Every game design book out there seems to spend some time talking about using RPS as a foundation for conflict. And this was fascinating the first (and best) time I came across it in Game Design Theory & Architecture. But it's been an awful lot of repetition since then.

Enter some random article on Digg about strategy for RPS. These are usually full of tripe, but this one had an incredibly cool - and obvious, in retrospect - nugget:
Inexperienced (or flustered) players will often subconsciously deliver the throw that beat their last one. Therefore, if your opponent played Paper last time, they will very often play Scissors next.

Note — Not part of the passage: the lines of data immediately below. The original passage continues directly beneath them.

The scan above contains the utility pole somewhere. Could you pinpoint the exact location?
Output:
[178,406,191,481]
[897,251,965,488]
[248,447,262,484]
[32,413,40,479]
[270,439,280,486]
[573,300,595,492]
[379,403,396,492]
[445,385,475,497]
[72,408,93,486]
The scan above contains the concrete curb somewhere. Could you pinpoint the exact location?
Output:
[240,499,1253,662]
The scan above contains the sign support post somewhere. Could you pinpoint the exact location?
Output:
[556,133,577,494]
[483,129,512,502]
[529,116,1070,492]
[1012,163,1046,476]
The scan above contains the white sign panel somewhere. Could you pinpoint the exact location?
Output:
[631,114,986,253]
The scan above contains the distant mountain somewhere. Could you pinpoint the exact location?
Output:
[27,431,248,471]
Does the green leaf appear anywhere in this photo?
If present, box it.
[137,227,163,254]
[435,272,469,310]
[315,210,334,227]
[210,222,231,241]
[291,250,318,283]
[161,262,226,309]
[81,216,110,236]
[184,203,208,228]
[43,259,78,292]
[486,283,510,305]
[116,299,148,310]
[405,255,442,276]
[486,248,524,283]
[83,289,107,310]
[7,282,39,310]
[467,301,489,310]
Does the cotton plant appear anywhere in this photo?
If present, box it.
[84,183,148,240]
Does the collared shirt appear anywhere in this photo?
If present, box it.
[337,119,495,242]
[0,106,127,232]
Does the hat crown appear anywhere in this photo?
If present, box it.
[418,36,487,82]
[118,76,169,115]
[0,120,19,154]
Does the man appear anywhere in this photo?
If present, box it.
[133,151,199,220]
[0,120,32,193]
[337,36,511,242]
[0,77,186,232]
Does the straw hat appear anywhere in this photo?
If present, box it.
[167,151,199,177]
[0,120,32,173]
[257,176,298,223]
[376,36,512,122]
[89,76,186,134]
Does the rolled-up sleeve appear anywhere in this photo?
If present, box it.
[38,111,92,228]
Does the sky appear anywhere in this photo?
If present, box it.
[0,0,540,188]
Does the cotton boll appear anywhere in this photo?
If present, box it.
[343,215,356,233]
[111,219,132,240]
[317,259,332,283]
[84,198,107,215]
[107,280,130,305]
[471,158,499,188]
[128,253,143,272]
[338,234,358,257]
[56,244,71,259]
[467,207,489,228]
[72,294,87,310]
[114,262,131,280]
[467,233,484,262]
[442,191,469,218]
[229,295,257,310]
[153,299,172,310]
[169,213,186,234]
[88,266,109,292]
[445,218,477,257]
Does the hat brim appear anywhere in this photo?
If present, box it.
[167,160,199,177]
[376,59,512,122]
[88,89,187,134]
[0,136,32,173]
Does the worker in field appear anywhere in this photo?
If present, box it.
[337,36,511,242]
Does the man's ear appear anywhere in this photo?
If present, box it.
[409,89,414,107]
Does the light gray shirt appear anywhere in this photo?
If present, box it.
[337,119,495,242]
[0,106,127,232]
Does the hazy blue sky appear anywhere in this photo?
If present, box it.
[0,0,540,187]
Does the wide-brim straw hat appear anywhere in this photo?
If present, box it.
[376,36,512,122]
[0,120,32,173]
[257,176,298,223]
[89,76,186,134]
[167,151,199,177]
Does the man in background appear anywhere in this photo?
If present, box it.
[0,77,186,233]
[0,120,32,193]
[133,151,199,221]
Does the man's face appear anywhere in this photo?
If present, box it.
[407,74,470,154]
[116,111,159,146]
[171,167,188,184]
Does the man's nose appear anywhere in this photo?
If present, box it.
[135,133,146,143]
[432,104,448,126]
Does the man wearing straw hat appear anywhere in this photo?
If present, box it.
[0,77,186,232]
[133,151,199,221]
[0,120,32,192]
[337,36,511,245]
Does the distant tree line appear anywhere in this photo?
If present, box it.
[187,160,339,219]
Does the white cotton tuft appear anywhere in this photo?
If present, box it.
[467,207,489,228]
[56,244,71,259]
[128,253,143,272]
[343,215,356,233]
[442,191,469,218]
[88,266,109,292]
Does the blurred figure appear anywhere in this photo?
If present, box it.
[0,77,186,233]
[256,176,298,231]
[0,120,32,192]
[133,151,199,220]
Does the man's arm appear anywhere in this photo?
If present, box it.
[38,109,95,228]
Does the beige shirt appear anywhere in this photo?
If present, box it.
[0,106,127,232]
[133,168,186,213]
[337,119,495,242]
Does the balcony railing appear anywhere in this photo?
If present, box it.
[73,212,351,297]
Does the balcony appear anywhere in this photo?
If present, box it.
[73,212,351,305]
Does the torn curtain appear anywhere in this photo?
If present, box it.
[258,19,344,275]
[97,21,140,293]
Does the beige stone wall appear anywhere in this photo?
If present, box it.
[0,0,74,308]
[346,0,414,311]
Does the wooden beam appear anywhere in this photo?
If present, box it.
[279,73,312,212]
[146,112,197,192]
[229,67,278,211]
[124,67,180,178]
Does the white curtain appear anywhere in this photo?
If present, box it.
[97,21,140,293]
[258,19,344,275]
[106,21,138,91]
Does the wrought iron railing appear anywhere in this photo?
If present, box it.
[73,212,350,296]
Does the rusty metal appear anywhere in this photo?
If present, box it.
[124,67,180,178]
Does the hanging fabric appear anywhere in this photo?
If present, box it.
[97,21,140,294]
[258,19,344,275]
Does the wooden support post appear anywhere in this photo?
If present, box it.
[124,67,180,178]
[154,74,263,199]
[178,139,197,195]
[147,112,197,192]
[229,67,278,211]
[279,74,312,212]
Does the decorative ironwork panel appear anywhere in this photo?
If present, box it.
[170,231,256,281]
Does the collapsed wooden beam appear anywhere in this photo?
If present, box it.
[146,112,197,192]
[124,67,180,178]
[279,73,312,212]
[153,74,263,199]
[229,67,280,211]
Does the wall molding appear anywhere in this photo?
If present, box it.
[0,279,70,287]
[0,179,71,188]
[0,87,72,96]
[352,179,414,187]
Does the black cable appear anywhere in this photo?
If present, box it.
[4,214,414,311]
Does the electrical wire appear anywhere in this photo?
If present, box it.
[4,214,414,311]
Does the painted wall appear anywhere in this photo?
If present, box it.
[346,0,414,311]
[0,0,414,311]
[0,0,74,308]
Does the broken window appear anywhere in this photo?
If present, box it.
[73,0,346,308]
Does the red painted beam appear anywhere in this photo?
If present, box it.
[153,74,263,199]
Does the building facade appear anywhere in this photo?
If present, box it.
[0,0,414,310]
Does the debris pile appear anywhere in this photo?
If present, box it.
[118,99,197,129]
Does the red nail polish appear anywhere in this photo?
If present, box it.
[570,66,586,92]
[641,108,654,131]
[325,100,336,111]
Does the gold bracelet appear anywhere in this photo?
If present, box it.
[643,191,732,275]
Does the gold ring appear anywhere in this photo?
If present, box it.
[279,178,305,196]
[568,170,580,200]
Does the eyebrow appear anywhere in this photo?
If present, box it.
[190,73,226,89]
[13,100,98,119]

"That Zergling rush kicked my ass, it's so unfair. I've got to learn how to do it!"
"Constant Hadoukens are so unfair, I've got to learn how to do them like that - I'll be unstoppable!"
"Frickin' AWP, this is why CounterStrike sucks...Guess I better learn how to snipe..."

Having this pointed out shows you the genius of the slo-mo replay they are putting into Halo 3 (according to the dev video that came out recently...) Now rooks can see exactly how they were pwned, and learn to do exactly the same thing to the next poor shmuck. You can make fun of the newbs and their need to do this sort of thing, but it's the core of learning and the only way to improve. Actually, I heard Bill Walton put it best during a basketball game the other day - he said that the 4 pillars of learning are
  1. Demonstration
  2. Imitation
  3. Correction
  4. Repetition
Since the Rook doesn't know what he doesn't know, he doesn't know a tactic until he sees it for himself (#1). Once he sees a better way of doing something, he has to try it for himself (#2). In competitve games, he'll screw up, get killed, and try again until he gets it right (#3). Having mastered the tactic - say, "Rock"- he'll repeat it (#4, aka "Nothing beats Rock") until somebody else comes along with a tactic that beats it ("Paper") or he gets bored.

Recognizing all of this is important as a designer, because a big barrier to entry in competitive games is the steep learning curve as soon as you go from solo play/training to versus/multiplayer. It can take weeks to make the jump from Half-life to Counterstrike, or from solo Gears of War to online multi...How many newbs simply give up out of frustration before they become serious, competitive players - and therefore evangelists - of your game? So it's time to think about what you can put into your game to help the newbs understand what's going on, and how they get beat.